Спектакль провокативен. От первой фразы: «Самое трудное — выбирать, когда есть свобода выбора» — до финала, где напоминающий одного из героев «Нашей Раши» персонаж, снабжая свою речь обрывками мата, выдает «типично русскую» формулу свободы: «Лежишь на диване, смотришь телек — и никуда не надо, и ниче не надо»… Поначалу немного коробит от многословия и плакатной иллюстративности происходящего. От преувеличенно-гневного пафоса по отношению к нынешнему «мельчанию нравов» в вопрошании «Неужели нам надо тридцать видов любви, чтобы мы чувствовали себя свободными?!» От того, как пара танцовщиков (Кирилл Зайцев и Валерия Калугина) карикатурно эти тридцать видов любви демонстрирует, подпрыгивая на мини-батуте посреди сцены. Впрочем, чем дальше, тем больше спектакль начинает увлекать своей необычной формой и все более ирреальной атмосферой. Пластикой танцовщиков, атлетичные движения которых вдруг подвергаются трансформациям, корежатся, «перематываются» вперед-назад… Энергией тел, «зарифмованных» в суггестивных синхронах. Меланхолией сомнамбулических соло…
Визуальная «встреча» образов-симулякров: Статуи Свободы (в виде обряженного в тогу манекена) — и… Ленина Владимира Ильича — определяет концептуальную основу спектакля. Она подвергает ироничному анализу упрощенную в обыденном сознании оппозицию свобод американской и русской; непримиримость «ихнего» разумного эгоизма/прагматизма — и «нашего» большевизма/пофигизма.

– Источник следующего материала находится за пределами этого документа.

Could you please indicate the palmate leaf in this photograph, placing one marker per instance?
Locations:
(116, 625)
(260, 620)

Монументальной облик творения Эйфеля—Бартольди «примеривают» на себя все без исключения персонажи. Драпируясь в куски белой материи, словно в римские тоги, и принимая скульптурные позы, исполнители ораторствуют, превращая общие места чьих-то интервью в истину в последней инстанции. Что же касается вождя третьей русской революции (такого, какого мы знаем по советским фильмам, картинам мастеров соцреализма и даже по мрачноватой «инсталляции» его мумифицированных останков в Мавзолее), то эта «партия» доверена замечательно инкорпорировавшему все это в собственное тело Антону Лаврову.

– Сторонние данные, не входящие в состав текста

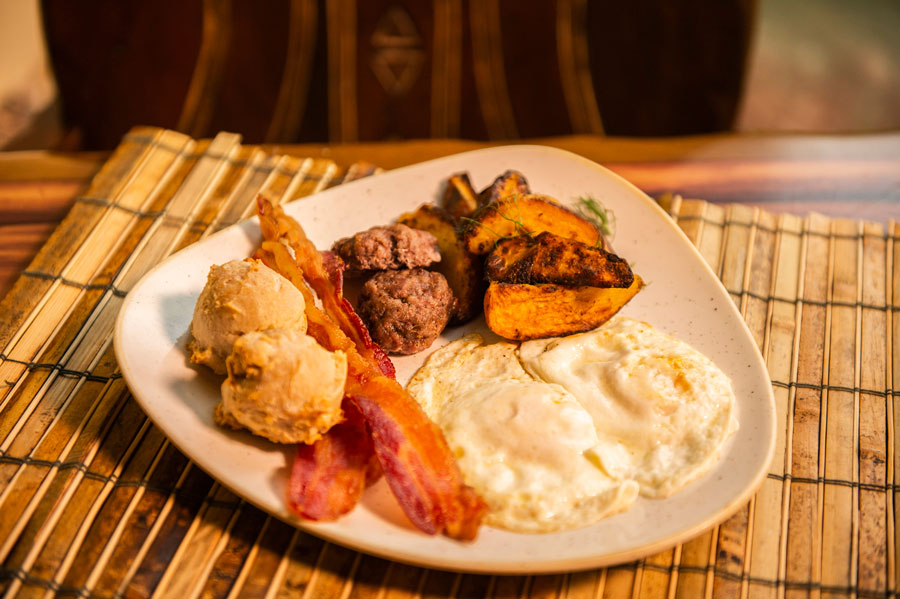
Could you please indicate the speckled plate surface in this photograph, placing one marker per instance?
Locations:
(683, 298)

Последней каплей нарастающего визуально-пластического и смыслового абсурда становится дуэт гламурных девушек-двойников (Екатерина Занина, Валерия Калугина) в белых хитонах. Банальность произносимых и танцуемых ими в унисон аффирмаций (вроде «Я много работала над своей жизнью и поняла: я буду делать только то, что приносит мне радость!») постепенно приводит к взрыву. Как на картинах Дали, проникнутых болезненным эротизмом и тягой к фрагментации, герои спектакля медленно, словно под наркозом, прикладывают к собственным телам части рассыпавшегося манекена Статуи Свободы. Вероятно, так они пытаются найти возможность самоудовлетворения в завораживающих, больше похожих на бред в этом спектакле мечтах о свободе.
Октябрь 2019 г.
Комментарии (0)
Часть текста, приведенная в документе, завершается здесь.